A Trani, a 15 minuti a piedi dalla stazione dei treni, c’è una casa di reclusione di piccole dimensioni e piuttosto malmessa. Le detenute presenti al momento della visita erano 34, al di sotto della capienza regolamentare di 42 unità; 9 di queste sono detenute straniere di diverse nazionalità. Ciò che emerge subito dal resoconto della visita è che questa struttura, un ex- “Monastero di Benedettini prima e di Domenicani poi”, costruito nel 1824 e aperto nel 1860, è inadatto ad essere utilizzato come struttura carceraria.
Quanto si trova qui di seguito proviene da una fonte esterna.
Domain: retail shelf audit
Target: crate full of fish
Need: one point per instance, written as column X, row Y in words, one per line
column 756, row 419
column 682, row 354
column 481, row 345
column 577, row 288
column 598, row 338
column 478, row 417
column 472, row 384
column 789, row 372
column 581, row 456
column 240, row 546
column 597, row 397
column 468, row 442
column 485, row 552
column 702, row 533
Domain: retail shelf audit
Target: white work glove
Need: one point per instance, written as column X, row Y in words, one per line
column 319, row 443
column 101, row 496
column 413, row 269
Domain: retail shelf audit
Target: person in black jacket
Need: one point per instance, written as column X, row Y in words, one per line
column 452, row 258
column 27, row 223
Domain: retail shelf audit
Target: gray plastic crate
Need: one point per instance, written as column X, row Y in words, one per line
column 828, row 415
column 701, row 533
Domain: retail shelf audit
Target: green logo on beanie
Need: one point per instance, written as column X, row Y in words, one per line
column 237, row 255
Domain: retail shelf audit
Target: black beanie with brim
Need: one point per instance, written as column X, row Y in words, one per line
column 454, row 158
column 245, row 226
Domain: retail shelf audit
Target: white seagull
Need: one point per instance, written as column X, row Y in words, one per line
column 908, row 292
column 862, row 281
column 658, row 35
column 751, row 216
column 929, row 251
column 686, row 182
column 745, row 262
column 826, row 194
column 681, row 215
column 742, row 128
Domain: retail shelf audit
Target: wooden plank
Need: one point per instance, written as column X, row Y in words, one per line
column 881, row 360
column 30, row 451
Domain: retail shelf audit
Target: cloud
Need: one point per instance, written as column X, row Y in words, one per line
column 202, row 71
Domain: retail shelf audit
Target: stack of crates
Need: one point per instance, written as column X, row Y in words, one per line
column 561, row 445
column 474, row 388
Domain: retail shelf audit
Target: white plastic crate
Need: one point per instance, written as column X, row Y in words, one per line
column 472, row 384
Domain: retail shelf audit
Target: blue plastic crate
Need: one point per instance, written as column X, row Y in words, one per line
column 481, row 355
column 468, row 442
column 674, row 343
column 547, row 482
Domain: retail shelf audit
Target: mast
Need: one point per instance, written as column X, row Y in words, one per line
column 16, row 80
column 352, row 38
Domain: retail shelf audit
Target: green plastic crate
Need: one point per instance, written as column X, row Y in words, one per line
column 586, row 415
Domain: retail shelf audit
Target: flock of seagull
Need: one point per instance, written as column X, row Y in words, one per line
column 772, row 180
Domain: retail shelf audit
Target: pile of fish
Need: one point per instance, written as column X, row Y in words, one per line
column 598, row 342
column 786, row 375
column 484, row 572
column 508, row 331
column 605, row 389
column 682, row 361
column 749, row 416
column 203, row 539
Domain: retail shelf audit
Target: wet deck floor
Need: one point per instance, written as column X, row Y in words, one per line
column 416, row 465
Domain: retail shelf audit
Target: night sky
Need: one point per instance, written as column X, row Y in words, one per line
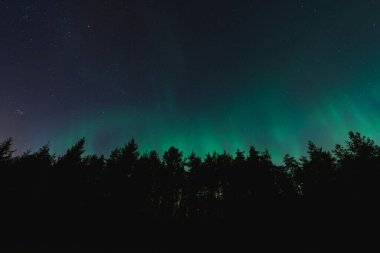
column 200, row 75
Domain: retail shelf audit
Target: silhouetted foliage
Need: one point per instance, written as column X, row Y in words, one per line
column 176, row 187
column 133, row 189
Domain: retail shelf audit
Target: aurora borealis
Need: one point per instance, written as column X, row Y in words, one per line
column 198, row 75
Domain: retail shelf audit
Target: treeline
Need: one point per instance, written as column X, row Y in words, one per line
column 174, row 187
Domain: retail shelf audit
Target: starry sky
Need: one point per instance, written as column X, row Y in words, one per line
column 201, row 75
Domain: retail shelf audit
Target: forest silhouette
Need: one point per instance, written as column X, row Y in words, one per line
column 133, row 189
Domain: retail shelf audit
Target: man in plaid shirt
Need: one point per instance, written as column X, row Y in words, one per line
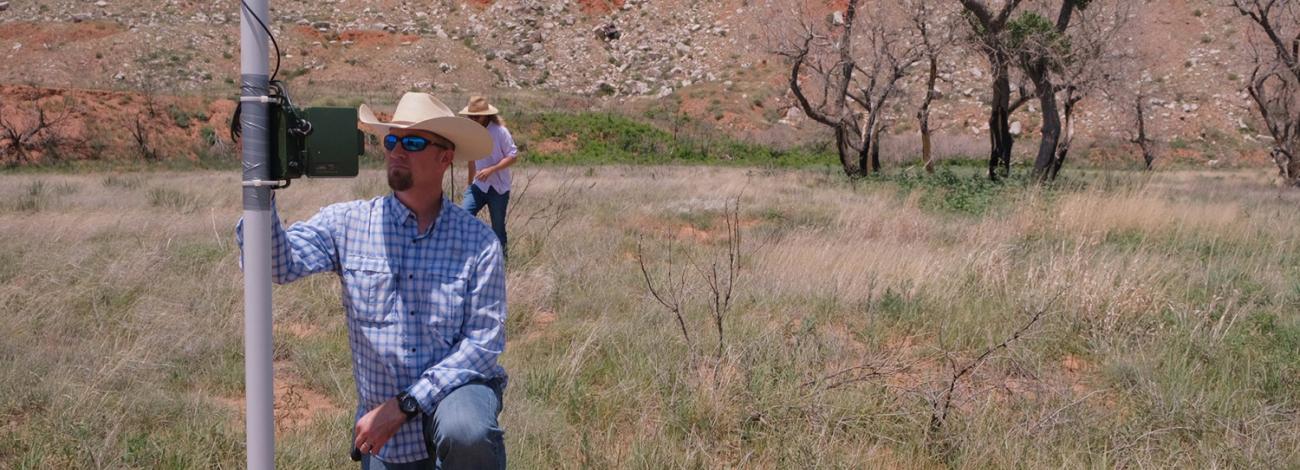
column 424, row 287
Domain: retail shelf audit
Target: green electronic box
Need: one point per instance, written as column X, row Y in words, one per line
column 315, row 142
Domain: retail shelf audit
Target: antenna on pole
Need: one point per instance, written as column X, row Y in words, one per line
column 254, row 120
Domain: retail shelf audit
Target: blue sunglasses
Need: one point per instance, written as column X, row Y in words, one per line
column 411, row 143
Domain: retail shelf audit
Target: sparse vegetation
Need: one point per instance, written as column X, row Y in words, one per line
column 1173, row 343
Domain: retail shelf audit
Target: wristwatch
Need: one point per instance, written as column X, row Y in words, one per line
column 408, row 404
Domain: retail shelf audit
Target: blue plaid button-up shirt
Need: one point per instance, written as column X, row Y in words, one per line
column 425, row 310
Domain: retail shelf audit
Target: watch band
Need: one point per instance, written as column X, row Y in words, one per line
column 403, row 401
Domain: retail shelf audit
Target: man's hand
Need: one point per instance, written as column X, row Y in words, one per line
column 376, row 427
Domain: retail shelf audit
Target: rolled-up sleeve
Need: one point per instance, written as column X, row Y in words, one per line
column 303, row 249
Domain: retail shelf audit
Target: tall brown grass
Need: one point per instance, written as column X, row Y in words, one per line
column 1171, row 336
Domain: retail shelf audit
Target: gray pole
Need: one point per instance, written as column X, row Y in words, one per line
column 256, row 216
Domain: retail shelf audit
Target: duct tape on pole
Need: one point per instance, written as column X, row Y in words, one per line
column 254, row 120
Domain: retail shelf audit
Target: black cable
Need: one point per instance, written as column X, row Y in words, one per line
column 268, row 34
column 234, row 120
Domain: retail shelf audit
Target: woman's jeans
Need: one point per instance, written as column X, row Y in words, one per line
column 495, row 201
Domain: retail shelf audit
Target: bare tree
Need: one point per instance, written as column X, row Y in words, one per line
column 1066, row 61
column 988, row 31
column 672, row 292
column 21, row 134
column 935, row 35
column 1148, row 148
column 1275, row 79
column 720, row 275
column 141, row 134
column 850, row 87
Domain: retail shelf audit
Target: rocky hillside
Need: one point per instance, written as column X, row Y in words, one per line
column 705, row 59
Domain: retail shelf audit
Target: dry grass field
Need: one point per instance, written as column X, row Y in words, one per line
column 1156, row 322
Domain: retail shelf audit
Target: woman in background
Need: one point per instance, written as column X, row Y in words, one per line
column 489, row 177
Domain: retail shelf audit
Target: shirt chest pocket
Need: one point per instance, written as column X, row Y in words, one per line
column 369, row 288
column 443, row 304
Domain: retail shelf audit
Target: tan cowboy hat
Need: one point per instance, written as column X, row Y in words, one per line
column 424, row 112
column 479, row 107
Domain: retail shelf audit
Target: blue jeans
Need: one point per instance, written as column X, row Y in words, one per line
column 495, row 201
column 460, row 434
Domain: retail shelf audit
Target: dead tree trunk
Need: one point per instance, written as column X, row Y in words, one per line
column 923, row 116
column 1275, row 79
column 853, row 90
column 988, row 30
column 1148, row 153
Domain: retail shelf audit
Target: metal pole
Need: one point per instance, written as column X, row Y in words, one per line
column 256, row 203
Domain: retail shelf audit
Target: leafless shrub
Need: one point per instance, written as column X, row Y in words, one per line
column 672, row 290
column 1275, row 79
column 941, row 401
column 22, row 133
column 718, row 274
column 141, row 135
column 542, row 216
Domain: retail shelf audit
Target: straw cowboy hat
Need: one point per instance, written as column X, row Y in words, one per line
column 479, row 107
column 424, row 112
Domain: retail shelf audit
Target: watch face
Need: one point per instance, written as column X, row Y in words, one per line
column 410, row 405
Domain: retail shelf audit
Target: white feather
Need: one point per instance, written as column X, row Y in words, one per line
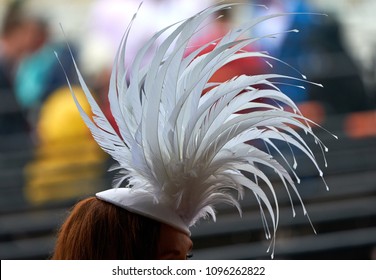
column 188, row 149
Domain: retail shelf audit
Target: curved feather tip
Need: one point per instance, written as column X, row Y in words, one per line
column 190, row 150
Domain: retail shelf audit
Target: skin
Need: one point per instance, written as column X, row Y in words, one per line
column 173, row 244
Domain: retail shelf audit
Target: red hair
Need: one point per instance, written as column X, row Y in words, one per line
column 99, row 230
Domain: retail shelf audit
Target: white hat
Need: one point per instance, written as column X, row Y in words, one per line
column 182, row 152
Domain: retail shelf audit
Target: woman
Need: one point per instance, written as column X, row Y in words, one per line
column 179, row 151
column 96, row 229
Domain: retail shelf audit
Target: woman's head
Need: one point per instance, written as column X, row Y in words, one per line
column 99, row 230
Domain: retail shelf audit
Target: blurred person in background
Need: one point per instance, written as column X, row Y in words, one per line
column 15, row 43
column 318, row 52
column 107, row 22
column 67, row 163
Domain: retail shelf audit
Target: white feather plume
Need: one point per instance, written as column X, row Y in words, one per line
column 190, row 150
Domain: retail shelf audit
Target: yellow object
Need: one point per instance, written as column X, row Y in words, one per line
column 68, row 162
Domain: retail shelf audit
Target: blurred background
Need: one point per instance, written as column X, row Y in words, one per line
column 48, row 160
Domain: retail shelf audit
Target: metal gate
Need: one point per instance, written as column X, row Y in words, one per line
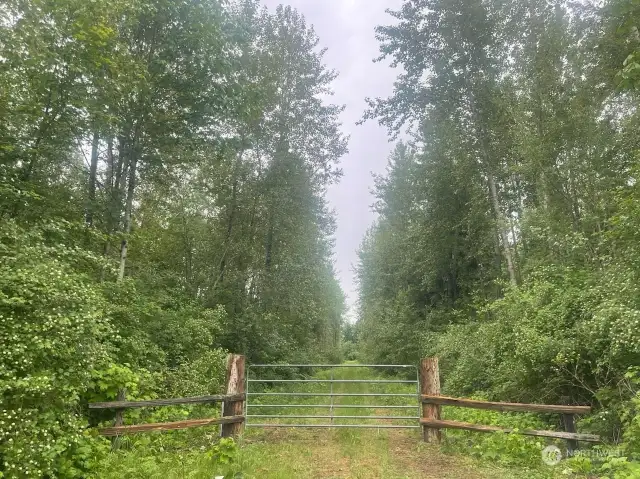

Suddiviso su due piani, il secondo piano è non utilizzato, poiché il corridoio troppo stretto non permette l’apertura agevole dei blindati. Tutte le detenute si trovano quindi in un piano, suddivise su due sezioni penali, A e B. Diversi locali, imbruttiti da muffe e umidità (ad esempio le docce e la cappella), avrebbero bisogno di ristrutturazione. Vi è un’unica sala di socialità per le due sezioni, “una grande sala polivalente, adibita per lo più a refettorio e sala per la convivialità” e nella quale si svolgono anche attività ludico-ricreative. Le celle di circa 14 mq (“lordi”) ospitano 3 detenute. I letti a terra sono stati preferiti ai letti a castello, ma questo comporta una riduzione notevole dello spazio vitale per le detenute, tante da non riuscire a garantire i 3 metri quadrati per detenuta in questo istituto. Gli osservatori commentano, infatti, che “considerando anche l’arredo delle celle, le tre detenute hanno poca libertà e molta poca privacy all’interno della cella”. Si prova a supplire a questa mancanza tenendo le celle aperte per 12 ore al giorno, lasciando libere le detenute di muoversi in autonomia fuori dalla sezione, lasciando che abbiano la libertà di accedere al cortile tutti i giorni dalle 08.00 alle 20:00. Tuttavia, come sottolineano gli osservatori “non vi è presenza di zone verdi e/o piante, di una zona ombreggiata né tanto meno di una panchina o altro tipo di supporto per sedersi”, che “non consente l’utilizzo ottimale degli spazi esterni.” Inoltre, “i corsi sono esigui, la formazione professionale troppo ridotta, così come quella trattamentale. Tutto questo incide negativamente sul quotidiano delle donne detenute e sul loro benessere psicofisico.”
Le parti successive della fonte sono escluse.